Of course, Jesse is playing with a rigged deck. He may prefer to persuade people by the power of argument, but his new superpowers ensure that no one can ultimately resist him unless he allows it. That Sunday, Jesse gives a blistering sermon designed to shame his greedy, guilty congregants into genuine faith. “The world is turning to shit. And you know what? It’s all your fault,” he says. “You are sinners. You have strayed. You have forgotten the power of the Lord. But it’s not too late. I’m here to remind you that starting today — no, starting right now — I’m gonna bring you back to God, one by one.”
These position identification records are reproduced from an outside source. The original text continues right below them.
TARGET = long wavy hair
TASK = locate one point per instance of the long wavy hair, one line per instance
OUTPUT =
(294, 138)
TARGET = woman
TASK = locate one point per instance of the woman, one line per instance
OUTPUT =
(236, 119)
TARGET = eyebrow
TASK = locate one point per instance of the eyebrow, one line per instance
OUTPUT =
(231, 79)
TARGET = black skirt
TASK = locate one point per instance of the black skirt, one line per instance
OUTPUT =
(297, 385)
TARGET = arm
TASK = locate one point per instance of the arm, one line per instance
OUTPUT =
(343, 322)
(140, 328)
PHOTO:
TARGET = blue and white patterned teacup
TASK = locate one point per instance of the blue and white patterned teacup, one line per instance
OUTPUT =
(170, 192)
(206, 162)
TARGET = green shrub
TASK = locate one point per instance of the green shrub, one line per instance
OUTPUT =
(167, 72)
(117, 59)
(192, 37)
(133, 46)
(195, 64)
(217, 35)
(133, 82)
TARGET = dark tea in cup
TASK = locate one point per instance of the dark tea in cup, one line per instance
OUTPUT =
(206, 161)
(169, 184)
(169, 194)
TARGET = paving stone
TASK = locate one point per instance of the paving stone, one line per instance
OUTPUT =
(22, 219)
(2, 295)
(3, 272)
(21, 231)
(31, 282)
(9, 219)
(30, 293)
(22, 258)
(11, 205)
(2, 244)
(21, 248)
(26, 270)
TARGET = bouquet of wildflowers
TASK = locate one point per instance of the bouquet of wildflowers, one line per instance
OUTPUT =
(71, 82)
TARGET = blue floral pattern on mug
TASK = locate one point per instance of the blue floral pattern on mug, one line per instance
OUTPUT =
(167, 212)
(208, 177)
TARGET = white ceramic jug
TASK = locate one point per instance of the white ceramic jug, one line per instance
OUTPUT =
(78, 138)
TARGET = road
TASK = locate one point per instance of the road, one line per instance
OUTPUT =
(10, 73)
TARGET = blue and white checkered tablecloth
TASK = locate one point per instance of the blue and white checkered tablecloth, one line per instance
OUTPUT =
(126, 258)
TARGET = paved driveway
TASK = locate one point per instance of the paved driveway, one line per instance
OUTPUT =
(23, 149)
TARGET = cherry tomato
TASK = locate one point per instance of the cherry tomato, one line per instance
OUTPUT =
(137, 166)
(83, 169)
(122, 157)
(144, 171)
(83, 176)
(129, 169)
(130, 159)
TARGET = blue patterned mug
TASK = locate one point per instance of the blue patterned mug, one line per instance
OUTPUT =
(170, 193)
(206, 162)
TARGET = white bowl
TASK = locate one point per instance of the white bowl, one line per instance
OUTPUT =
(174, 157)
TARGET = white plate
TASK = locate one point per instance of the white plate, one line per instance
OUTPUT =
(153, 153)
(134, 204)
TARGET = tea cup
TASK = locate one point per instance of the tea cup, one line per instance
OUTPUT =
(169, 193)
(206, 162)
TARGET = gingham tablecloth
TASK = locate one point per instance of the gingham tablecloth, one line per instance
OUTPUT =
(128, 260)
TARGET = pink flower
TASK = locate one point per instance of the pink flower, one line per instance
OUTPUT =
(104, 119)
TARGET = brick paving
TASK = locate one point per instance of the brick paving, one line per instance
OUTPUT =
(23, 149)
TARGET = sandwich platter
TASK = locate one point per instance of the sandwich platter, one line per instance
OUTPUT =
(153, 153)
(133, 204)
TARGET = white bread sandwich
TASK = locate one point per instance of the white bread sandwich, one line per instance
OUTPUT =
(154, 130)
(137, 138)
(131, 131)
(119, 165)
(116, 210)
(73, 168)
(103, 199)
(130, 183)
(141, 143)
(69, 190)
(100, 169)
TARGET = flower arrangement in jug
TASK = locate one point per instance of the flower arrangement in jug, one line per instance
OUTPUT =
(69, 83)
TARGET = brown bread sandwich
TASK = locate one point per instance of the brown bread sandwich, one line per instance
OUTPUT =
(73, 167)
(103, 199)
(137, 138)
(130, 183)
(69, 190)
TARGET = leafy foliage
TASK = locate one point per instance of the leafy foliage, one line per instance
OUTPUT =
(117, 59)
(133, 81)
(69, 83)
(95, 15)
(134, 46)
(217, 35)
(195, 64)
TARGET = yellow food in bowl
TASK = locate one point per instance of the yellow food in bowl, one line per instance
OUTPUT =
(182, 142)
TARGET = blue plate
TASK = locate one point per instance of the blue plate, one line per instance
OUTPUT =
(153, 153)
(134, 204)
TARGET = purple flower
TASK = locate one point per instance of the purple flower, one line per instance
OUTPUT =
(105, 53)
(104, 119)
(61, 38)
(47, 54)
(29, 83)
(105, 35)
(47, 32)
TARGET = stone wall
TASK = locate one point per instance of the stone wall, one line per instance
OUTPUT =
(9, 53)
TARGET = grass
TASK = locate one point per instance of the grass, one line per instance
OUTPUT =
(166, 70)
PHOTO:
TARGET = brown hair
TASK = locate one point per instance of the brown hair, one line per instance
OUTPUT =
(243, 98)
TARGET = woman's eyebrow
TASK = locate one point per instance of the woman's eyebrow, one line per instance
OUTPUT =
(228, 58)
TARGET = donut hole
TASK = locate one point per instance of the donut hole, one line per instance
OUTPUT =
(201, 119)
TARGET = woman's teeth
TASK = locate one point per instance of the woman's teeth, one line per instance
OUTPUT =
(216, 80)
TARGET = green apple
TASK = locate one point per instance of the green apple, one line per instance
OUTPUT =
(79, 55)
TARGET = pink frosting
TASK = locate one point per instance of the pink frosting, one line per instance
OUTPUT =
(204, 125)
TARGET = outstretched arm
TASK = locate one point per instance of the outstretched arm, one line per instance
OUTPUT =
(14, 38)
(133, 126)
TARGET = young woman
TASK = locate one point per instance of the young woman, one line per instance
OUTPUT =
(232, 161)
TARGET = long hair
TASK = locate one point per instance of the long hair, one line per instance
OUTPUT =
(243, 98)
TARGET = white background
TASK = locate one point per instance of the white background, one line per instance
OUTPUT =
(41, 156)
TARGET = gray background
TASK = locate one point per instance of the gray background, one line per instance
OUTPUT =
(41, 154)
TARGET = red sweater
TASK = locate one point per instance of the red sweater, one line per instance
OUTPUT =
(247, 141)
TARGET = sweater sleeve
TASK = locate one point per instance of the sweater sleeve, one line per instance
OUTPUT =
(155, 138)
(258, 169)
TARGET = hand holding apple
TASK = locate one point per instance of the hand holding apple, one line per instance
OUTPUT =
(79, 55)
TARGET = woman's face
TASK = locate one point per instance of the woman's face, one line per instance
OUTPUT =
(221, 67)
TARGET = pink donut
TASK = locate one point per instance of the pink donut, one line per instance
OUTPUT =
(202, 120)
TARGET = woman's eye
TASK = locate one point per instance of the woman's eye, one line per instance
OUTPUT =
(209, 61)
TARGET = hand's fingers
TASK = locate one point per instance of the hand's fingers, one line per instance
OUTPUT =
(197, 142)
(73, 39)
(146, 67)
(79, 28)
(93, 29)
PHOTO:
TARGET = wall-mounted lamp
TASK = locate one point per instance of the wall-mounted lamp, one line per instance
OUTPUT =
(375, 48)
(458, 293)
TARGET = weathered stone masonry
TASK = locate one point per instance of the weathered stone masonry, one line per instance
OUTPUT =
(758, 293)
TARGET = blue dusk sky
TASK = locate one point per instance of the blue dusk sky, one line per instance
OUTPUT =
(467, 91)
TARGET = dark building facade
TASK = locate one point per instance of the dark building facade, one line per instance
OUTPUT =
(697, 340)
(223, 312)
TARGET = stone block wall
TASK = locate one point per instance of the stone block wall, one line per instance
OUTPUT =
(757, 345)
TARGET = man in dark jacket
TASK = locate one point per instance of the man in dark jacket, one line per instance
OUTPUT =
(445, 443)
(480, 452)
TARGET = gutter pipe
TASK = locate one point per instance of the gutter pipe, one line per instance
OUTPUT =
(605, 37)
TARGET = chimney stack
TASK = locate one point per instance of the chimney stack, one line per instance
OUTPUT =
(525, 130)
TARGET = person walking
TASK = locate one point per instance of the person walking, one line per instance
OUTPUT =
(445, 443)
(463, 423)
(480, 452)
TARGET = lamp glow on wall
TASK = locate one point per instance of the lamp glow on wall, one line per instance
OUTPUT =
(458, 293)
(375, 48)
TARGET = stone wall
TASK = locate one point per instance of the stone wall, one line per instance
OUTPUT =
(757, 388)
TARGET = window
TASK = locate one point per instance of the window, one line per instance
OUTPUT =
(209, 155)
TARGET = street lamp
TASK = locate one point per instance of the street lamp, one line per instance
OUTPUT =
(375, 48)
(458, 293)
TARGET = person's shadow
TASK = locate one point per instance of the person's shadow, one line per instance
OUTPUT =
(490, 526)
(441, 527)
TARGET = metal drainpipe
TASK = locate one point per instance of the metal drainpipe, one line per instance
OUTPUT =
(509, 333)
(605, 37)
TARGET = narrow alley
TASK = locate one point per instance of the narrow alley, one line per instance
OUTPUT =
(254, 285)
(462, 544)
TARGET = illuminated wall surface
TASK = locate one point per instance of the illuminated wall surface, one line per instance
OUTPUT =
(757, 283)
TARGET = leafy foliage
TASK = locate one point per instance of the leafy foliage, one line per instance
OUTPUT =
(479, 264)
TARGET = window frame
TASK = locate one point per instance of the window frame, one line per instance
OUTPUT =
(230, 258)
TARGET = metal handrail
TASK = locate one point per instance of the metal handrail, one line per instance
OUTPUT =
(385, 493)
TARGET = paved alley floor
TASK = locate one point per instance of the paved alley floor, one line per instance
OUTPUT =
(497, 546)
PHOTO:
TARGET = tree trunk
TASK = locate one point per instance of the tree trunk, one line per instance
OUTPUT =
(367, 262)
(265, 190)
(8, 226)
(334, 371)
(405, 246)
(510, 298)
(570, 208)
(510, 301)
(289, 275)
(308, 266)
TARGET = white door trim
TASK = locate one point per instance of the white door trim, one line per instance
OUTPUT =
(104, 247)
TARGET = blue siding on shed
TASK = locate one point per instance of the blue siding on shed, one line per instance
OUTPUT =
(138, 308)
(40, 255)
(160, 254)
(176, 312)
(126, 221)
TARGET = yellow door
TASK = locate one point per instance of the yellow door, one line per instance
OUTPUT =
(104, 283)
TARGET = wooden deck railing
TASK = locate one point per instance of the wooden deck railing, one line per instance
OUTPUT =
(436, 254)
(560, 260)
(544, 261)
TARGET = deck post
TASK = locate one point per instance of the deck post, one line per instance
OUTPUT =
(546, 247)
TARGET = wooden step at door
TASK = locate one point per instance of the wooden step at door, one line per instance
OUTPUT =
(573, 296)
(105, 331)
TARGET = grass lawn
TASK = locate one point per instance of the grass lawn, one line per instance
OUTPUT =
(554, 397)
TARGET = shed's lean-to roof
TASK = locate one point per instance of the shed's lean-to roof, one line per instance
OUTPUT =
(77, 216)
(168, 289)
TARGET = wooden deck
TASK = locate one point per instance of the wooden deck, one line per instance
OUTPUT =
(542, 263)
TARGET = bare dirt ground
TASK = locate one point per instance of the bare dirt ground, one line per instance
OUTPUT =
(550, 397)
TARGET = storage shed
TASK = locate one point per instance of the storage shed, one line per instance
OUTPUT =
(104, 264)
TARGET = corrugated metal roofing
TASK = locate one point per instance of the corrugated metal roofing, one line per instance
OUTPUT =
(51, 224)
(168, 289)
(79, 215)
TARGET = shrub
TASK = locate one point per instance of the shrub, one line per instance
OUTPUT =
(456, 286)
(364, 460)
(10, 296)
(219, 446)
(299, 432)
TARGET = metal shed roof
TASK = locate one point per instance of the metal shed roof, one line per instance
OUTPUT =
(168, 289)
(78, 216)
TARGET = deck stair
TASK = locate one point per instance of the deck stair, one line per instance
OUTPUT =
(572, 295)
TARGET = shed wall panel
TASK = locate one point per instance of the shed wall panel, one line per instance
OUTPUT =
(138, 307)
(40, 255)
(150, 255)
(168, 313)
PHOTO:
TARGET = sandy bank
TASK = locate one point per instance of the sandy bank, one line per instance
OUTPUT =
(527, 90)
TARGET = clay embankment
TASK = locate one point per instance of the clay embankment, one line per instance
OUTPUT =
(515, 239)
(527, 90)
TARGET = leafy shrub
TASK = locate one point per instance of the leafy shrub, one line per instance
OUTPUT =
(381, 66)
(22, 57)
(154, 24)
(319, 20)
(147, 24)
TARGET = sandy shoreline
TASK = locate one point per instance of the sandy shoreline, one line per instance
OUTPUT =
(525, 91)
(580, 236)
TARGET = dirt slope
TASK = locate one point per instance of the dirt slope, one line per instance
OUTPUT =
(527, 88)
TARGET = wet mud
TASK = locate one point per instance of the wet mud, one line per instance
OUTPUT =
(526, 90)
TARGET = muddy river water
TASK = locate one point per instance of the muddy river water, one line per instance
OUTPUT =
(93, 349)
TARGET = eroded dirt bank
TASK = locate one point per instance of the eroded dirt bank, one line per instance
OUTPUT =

The metaphorical implications of this sermon become very different once you consider that Jesse, by using the Voice, can make every person in All Saints do exactly what he says. If someone won’t accept God by force of persuasion, can you simply make them accept God by force? It’s an uncomfortable question with massive moral and theological implications, but Jesse never quite grapples with it like he should. With minimal hand-wringing, Jesse simply uses the Voice in the middle of the service, compelling Odin Quincannon to serve God.
Although this should be a powerful, awe-inspiring climax, it doesn’t quite land. Jesse is still too straightforward and less interesting than the characters surrounding him; Odin is still too ill-defined for this about-face to feel like a big deal. Given the shock on the other parishioners’ faces, it’s clear that this represents a massive shift in the political structure of Annville — and given the Monkey’s Paw-esque consequences we’ve already seen when Jesse has used the Voice, it’s safe to suspect that Odin will interpret “serve God” in a manner that’s less than saintly.
- One of the episode’s queasier subplots centers on Emily, a woman who helps Jesse with the church (and harbors a barely concealed crush on him). When Mayor Miles Person volunteers to babysit her children on a Saturday night, he insists that he requires no payment. But it isn’t long before he coaxes her into having a drink, and then into having sex — and not for the first time. (“I’m never gonna be with you. You know that, Miles,” she warns the lovestruck mayor.) It’s a bitter reminder that those who don’t have the power to speak with the Voice of God can still subtly pressure people who will have a hard time saying no.
- This week’s Bible verse is Proverbs 14:3, as read at Lacey’s brothel memorial: “In the mouth of the foolish is a rod for his back, but the lips of the wise will protect them.”
- Tulip, like Jesse, had a difficult childhood. In a conversation with Mosie at the brothel, she recalls her mother being too busy upstairs with johns to spend much time on her.
- For the first time in the series, Preacher makes an effort to distinguish between the two angels, Fiore and DeBlanc. Fiore, the taller and more impatient one, has developed a taste for Cheetos. And despite the power they’ve shown, their mission doesn’t seem to be as official as they claimed; by the end of this episode, they’re nervously avoiding a phone call from their superiors in heaven.
- Cassidy, being Cassidy, uses his beating and being thrown out of a window to coax Tulip into a kiss — which has all the makings of a bizarre love triangle as soon as they realize they’re mutually connected through Jesse.
- Once again, Preacher finds room to slip a dirty joke into the margins of the narrative. “Fit your mouth around this!” is the tagline for a commercial about the Big as Texas Burger.
- Say what you will about Odin Quincannon, but when it comes to taste in retro video games, it doesn’t get much better than Q*bert.